% Generated by roxygen2: do not edit by hand
% Please edit documentation in R/PRISM.R
\name{PRISM}
\alias{PRISM}
\alias{PRISM.default}
\alias{PRISM.formula}
\title{PReprocessing Instances that Should be Misclassified}
\usage{
\method{PRISM}{formula}(formula, data, ...)

\method{PRISM}{default}(x, classColumn = ncol(x), ...)
}
\arguments{
\item{formula}{A formula describing the classification variable and the attributes to be used.}

\item{data, x}{Data frame containing the tranining dataset to be filtered.}

\item{...}{Optional parameters to be passed to other methods.}

\item{classColumn}{positive integer indicating the column which contains the
(factor of) classes.
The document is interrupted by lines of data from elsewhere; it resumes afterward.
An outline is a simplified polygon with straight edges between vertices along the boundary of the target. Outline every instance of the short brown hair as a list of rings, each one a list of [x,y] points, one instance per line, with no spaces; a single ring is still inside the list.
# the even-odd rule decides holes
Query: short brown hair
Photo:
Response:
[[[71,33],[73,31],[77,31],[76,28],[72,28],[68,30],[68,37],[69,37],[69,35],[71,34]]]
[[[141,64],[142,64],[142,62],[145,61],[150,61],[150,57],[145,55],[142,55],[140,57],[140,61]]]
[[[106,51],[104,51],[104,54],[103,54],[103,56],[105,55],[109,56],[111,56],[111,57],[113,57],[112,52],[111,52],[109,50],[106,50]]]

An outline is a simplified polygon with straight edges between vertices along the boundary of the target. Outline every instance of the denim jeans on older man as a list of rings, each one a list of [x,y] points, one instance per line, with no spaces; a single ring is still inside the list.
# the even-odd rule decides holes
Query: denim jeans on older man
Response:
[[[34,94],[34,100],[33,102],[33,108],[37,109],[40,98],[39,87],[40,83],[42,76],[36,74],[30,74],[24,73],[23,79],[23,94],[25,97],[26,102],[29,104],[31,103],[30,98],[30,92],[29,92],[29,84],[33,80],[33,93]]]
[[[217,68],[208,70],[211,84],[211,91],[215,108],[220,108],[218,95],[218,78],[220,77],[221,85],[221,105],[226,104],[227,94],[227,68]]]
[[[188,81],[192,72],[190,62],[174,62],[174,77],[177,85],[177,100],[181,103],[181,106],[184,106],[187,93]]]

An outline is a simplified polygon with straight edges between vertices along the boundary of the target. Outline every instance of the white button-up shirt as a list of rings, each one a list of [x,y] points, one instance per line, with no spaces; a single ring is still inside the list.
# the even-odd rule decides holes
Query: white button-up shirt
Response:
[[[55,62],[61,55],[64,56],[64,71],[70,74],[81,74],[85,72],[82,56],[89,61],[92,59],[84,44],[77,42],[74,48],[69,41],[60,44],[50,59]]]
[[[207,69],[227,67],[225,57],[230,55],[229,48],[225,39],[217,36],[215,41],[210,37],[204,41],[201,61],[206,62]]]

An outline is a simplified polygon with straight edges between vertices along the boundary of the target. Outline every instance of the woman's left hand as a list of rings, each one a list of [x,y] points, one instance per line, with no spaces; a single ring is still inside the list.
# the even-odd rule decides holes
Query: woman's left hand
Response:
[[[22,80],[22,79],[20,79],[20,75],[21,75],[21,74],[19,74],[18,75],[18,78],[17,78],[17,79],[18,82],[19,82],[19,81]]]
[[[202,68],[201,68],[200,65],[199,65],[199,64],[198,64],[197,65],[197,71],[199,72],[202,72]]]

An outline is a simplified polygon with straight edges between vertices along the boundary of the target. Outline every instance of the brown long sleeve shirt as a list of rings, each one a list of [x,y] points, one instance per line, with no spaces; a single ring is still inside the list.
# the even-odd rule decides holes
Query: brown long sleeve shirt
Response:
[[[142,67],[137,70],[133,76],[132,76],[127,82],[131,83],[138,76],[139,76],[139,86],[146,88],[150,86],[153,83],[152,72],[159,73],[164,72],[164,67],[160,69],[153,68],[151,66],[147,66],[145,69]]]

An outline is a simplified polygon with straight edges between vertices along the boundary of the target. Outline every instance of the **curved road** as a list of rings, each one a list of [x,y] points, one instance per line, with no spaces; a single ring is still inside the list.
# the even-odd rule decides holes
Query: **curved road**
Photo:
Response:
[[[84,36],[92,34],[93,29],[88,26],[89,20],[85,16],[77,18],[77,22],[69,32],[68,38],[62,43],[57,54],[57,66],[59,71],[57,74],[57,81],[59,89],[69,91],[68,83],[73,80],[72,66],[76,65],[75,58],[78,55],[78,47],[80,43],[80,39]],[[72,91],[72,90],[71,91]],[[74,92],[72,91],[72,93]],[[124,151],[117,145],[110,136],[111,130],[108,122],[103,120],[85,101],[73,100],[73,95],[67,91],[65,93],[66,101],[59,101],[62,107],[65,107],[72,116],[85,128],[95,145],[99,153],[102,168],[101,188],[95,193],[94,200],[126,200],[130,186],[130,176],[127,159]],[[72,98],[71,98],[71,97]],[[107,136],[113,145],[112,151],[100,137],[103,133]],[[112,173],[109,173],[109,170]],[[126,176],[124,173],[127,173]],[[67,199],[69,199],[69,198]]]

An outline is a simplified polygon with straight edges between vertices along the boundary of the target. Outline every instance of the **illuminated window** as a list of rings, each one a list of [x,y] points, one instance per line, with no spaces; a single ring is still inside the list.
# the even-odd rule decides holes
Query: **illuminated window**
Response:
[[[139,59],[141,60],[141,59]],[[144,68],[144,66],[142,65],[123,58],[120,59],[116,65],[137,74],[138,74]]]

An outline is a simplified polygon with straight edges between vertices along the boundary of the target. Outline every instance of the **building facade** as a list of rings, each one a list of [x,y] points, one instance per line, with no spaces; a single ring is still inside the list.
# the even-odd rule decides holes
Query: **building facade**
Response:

By default, the last column is considered.}
}
\value{
An object of class \code{filter}, which is a list with seven components:
\itemize{
   \item \code{cleanData} is a data frame containing the filtered dataset.
   \item \code{remIdx} is a vector of integers indicating the indexes for
   removed instances (i.e. their row number with respect to the original data frame).
   \item \code{repIdx} is a vector of integers indicating the indexes for
   repaired/relabelled instances (i.e. their row number with respect to the original data frame).
   \item \code{repLab} is a factor containing the new labels for repaired instances.
   \item \code{parameters} is a list containing the argument values.
   \item \code{call} contains the original call to the filter.
   \item \code{extraInf} is a character that includes additional interesting
   information not covered by previous items.
}
}
\description{
Similarity-based filter for removing label noise from a dataset as a
preprocessing step of classification. For more information, see 'Details' and
'References' sections.
}
\details{
\code{PRISM} identifies \emph{ISMs} (Instances that Should be Misclassified) and removes them from the dataset.
In order to do so, it combines five heuristics based on varied approaches by means of a formula.
One heuristic relies on class distribution among nearest neighbors, two heuristics are based on the class
distribution in a leaf node of a C4.5 tree (either pruned or unpruned), and the other two are based on
the class likelihood for an instance, assuming gaussian distribution for continuous variables when necessary.
}
\examples{
data(iris)
out <- PRISM(Species~., data = iris)
print(out)
identical(out$cleanData, iris[setdiff(1:nrow(iris),out$remIdx),])
}
\references{
Smith M. R., Martinez T. (2011, July): Improving classification accuracy by identifying
and removing instances that should be misclassified.
In \emph{Neural Networks (IJCNN), The 2011 International Joint Conference on} (pp. 2690-2697). IEEE.
}